The quickest way to lose a customer’s loyalty is to assume you know how he or she will feel about or react to a product or campaign, so eliminate assumptions and think about how you can maintain an open line of communication. Customers are more than willing to give feedback and let you know exactly what you could be doing to make them happier, the good and the bad. In fact, in a recent Harvard Business Review article, marketing researchers at Boston and Stanford Universities revealed that even “moderately positive reviews were not just seen as more persuasive but as more helpful.”
There is incredible value in all forms of feedback. I think about a survey we recently conducted looking at sentiment on LGBTQ representation in the media. Designed to provide a snapshot of how people feel about this demographic’s portrayal in the public eye during Pride Month in the US, our survey actually underscored the importance of advocating for a community even when there was no direct benefit to the company. Herein lies the undeniable importance of listening, and then responding, to what your customers have to say.
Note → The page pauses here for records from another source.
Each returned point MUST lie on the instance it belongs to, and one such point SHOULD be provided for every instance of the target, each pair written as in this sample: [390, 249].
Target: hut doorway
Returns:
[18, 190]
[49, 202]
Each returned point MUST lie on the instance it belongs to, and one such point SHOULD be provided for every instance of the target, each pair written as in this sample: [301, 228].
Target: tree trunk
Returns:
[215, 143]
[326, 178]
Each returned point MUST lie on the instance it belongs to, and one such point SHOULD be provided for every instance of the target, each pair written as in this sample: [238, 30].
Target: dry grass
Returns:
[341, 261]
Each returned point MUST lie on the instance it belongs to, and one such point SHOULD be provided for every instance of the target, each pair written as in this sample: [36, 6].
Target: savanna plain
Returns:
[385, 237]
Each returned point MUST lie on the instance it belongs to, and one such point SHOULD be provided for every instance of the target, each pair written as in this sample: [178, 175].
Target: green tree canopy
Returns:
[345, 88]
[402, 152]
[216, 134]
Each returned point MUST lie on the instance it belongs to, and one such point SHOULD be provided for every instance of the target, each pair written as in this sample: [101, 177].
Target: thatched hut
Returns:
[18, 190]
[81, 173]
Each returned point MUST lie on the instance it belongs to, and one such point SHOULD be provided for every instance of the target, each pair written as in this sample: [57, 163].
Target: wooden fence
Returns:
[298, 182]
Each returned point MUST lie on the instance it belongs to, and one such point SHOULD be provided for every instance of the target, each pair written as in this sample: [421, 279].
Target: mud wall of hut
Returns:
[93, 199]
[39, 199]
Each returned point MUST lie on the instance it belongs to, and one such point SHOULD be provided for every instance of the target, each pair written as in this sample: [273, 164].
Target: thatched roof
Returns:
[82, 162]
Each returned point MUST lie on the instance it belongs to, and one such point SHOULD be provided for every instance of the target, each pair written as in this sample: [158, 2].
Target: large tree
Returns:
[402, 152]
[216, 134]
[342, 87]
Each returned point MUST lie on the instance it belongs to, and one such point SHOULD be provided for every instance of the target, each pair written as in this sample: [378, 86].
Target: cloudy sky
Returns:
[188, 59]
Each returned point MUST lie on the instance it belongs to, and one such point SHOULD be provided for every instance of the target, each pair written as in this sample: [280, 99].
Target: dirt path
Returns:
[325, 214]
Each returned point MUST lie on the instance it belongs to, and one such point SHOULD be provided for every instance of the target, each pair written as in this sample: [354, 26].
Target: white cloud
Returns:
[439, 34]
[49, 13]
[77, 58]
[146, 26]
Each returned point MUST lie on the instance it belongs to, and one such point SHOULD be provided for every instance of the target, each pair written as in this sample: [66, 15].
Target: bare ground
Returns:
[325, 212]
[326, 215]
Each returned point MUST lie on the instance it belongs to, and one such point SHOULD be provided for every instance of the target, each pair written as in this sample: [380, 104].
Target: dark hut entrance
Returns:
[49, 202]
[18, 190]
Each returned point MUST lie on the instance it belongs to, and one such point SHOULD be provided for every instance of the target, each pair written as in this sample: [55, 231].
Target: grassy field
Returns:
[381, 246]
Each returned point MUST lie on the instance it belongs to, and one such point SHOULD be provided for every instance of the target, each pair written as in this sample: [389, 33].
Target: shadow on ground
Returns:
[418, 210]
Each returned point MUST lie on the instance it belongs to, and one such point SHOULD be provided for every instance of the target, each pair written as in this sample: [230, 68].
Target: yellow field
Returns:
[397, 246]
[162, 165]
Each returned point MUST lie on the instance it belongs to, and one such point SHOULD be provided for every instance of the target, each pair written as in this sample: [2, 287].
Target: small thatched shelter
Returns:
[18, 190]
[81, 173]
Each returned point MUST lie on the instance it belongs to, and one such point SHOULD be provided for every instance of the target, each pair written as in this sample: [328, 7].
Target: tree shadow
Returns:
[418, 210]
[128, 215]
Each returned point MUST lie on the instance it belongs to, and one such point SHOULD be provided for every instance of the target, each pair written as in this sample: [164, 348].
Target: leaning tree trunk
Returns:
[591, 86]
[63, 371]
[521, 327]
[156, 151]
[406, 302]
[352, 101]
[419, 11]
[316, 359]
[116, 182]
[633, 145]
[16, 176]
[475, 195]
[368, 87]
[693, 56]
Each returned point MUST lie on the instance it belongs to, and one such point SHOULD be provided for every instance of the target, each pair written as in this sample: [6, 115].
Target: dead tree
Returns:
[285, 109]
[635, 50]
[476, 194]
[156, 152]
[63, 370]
Once you’ve established a more fluid channel of communication with your customers, embrace an “ask first mentality.” Companies fail the most when they assume they know better than the customer or jump on trends merely for the sake of trying to get involved in the cultural conversation of the day. As we found in our LGBTQ study, authenticity speaks volumes when considering your customer experience.
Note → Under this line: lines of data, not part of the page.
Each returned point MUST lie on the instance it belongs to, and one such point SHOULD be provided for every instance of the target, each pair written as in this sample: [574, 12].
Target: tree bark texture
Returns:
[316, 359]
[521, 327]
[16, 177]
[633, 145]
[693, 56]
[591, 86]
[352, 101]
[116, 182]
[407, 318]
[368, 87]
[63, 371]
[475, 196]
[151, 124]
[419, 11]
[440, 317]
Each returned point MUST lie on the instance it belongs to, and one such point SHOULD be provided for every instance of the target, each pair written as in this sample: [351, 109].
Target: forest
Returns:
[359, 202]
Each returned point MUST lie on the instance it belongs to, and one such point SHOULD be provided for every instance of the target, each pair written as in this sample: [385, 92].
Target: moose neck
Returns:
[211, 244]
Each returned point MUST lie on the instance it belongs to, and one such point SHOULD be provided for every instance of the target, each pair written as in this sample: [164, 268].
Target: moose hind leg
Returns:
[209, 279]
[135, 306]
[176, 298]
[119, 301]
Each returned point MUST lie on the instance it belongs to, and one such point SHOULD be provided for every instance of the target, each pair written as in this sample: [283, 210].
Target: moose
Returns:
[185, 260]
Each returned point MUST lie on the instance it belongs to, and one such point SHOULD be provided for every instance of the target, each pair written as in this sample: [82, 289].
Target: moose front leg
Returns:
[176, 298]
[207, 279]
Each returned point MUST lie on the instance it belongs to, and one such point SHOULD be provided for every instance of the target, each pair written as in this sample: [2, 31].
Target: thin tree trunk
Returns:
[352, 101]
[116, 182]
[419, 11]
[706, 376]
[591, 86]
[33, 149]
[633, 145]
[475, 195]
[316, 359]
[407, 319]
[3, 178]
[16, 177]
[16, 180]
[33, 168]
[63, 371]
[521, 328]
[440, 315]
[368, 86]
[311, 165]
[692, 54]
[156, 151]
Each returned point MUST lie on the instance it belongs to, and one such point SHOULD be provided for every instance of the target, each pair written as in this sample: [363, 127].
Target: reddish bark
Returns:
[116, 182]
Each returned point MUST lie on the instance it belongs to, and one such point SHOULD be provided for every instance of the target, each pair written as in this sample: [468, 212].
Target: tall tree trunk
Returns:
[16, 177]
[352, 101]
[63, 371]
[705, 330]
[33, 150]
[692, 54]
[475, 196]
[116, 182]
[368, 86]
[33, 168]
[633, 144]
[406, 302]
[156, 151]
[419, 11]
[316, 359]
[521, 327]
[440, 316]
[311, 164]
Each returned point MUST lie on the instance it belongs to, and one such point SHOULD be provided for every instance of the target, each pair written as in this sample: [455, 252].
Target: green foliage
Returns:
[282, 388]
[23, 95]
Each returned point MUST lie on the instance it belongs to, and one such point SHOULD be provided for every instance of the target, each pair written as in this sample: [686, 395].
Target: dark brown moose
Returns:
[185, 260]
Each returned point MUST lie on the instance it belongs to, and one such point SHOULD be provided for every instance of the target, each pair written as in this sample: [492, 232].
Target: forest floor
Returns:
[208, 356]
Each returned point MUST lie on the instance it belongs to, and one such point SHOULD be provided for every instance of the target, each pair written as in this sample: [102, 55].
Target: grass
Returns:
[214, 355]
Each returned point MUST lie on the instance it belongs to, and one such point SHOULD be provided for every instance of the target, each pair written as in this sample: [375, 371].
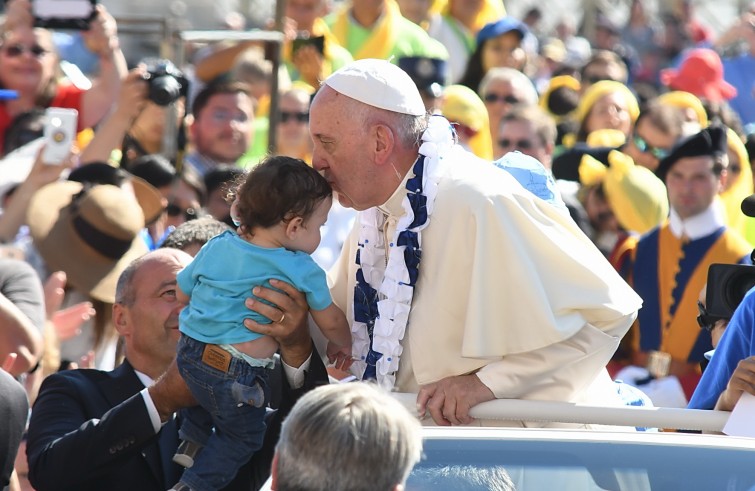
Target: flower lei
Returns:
[382, 301]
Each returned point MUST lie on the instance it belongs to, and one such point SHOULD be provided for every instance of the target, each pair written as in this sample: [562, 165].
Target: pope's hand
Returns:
[449, 400]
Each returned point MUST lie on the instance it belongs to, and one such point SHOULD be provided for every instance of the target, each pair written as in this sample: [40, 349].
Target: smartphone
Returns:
[59, 134]
[63, 14]
[318, 42]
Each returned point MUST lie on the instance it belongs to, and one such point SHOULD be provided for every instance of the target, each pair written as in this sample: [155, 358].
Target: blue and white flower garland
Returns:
[382, 301]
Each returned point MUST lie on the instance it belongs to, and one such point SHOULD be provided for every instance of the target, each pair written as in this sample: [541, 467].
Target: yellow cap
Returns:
[685, 100]
[600, 89]
[636, 196]
[462, 105]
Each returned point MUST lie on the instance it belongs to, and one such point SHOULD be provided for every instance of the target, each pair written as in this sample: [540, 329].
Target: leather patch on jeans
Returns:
[216, 357]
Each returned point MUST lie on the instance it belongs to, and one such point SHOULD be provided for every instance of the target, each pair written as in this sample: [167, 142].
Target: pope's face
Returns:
[342, 142]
That said, customers’ opinions change based on myriad factors, so it takes more than asking one or two infrequent questions to have an accurate sense of what they expect and want. Research conducted on a regular basis will inherently deliver more useful insights than an ad hoc or ‘one and done’ approach. The good news is that with the array of research technology available on the market today, it’s easier than ever to pressure-test how your ideas will resonate with customers. By working with a partner able to combine customer surveys with video interviews and online focus group platforms, brands today are better able to bring together participants across multiple geographies and demographics in real-time to deliver humanized insights and ensure that products and campaigns will best resonate with audiences.
Making a fundamental commitment to hearing your customers’ voice and embracing it across all facets of your company, create a better overall experience with your company. Loyalty is finicky to begin with, and it doesn’t take much for a customer to shift to another brand if they feel your company no longer fulfills his/her needs. If you expect your customers to tell you what they think or how they feel about your company or product, openly communicate with them along the way. With an always-on approach to listening to and understanding customers–rather than sporadically adding to a big data backlog–you’re more likely to build lasting, and loyal, relationships.